What we have here is a vulnerable case requiring the jury to make substantial inferences in order to convict. The prosecution beefed up its case by clearly improper statements at crucial stages of the trial, and threw in pseudo 404(b) evidence for good measure. Although the defendant did not create this situation, he is asked to assume all the risks it generates. Somehow this is not my idea of a fair trial. It contradicts all logic and practical experience. It is past due that this court send a clear message regarding the standards that are expected of a litigator whose motto is that “[t]he United States wins its point whenever justice is done its citizens in the courts.” It is better that this message be given in this case than in a case of more societal consequence.
This appellant did not get a just trial. A new one should be ordered.

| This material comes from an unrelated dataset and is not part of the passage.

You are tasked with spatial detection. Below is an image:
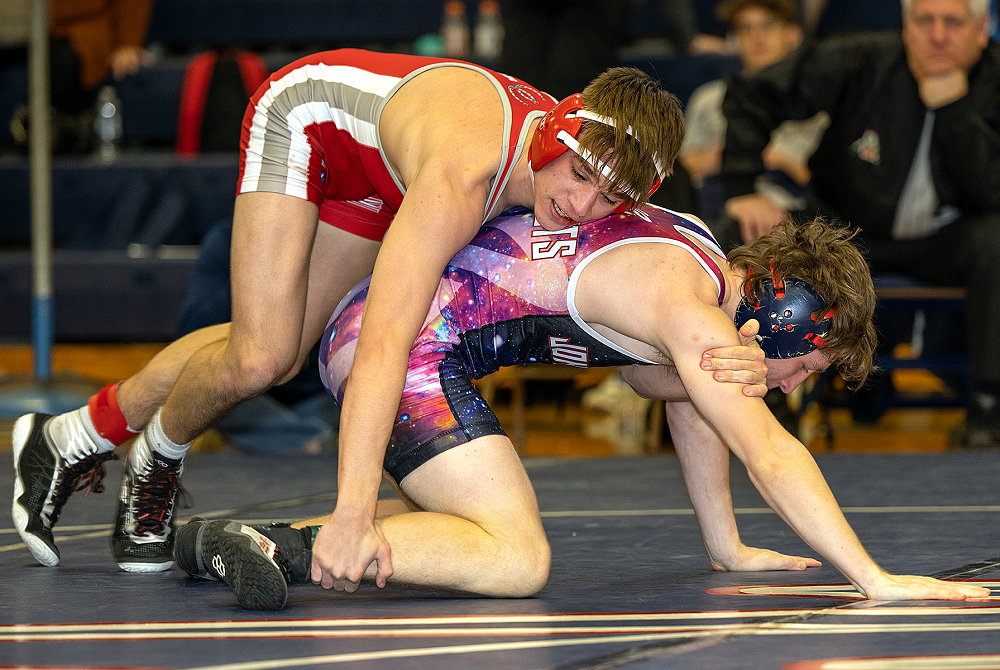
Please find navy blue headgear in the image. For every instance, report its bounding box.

. The majority indicates that they “are satisfied that the jury got the message to ignore what had just been said." Id. at 948. I would ask rhetorically what there is in the instruction to cause such reassurance. Certainly nothing in its obliqueness, and I would think, little in its length would commend such a conclusion.
. Thus, the “powerful and contemporaneous instruction” referred to by the majority, ante at 948, was indeed such, but not as intended. It served to remind the jury "about other violence” and senseless killings. Id.
Indeed, these studies starkly reveal the dilemma that attorney's face in this area of the law. They must choose either to ask for a curative instruction, increasing the impact of the improper argument or evidence, or remain silent, in which case they waive the issue on appeal, see United States v. Tejeda, 974 F.2d 210, 215 (1st Cir.1992).